Spreading innovation from Kharkiv

Nov. 12, 2012, 7:03 p.m. | Business by Annabelle Chapman | KyivPost |
The U.S.-backed Kharkiv Innovation Platform wants to become a meeting point for science and business.
Increasingly competitive markets are pushing cooperation between business and academia ever further. Companies need innovation to stay on top of their game while educational institutions stand out thanks to their complex and expensive - research. In Ukraine, however, otherwise talented scientists often lack the entrepreneurial skills and support to fully capitalize on their work. This is where American know-how and funding can be of help.
This is the idea behind the Kharkiv Innovation Platform, launched on Nov. 6 at the U.S. Embassy in Kyiv (merrily decorated for the American election that night). It is funded by a grant from U.S. State Department, in partnership with Ukraines state science and innovation agency. Although the platforms base is Kharkiv, eastern Ukraine's main education hub, it targets the entire country.
The platform is the brainchild of CRDF Global (, an independent non-profit organization founded in 1995, promoting international scientific and technical collaboration worldwide. It is based in Arlington, Virginia with offices in Moscow, Russia; Kyiv, Ukraine; Almaty, Kazakhstan; and Amman, Jordan. Ukraine is of the leading partners of CRDF Global. Since 1996, CRDF Global committed over $13,7 million in funding and awarded more than 600 grants for Ukrainian researchers.
Starting in September, the platform initiated a two-part program running 2012-2014. A cohort of Ukrainian scientists will learn how to commercialize their research, leading up to a certificate from the University of Texas in Austin which developed the training.
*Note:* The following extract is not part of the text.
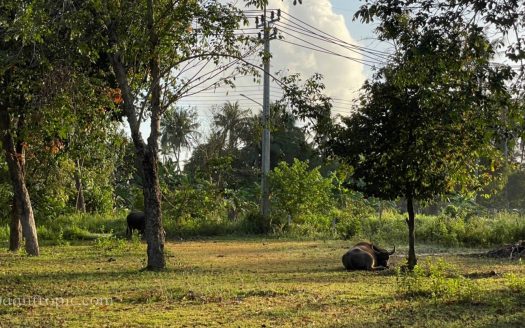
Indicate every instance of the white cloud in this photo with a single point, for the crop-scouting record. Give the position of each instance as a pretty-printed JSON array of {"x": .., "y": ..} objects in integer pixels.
[{"x": 341, "y": 76}]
The platform includes the courses on such issues as commercialization and development of innovative ideas, taught through 10 online modules over a period of 4-6 weeks.
Innovation is like a rainforest, explains Irina Mitchell, program manager at CRDF Global. Different types of actors exist interdependently alongside one another. To succeed, scientists need to work with companies, state agencies and NGOs. Ukrainian scientists are well-educated, but they tend to undervalue themselves, she says. Above all, her organization aims to equip scientists with the confidence to make innovation a self-driven process. The legacy of Communism means that it is often directed from above, by state or faculty agendas.
Yaroslav Voitko, policy manager at the American Chamber of Commerce in Ukraine, says his organization would be happy to work with the project, for example by hosting networking events. Let them get started, and see where it goes, he said, commenting on the launch.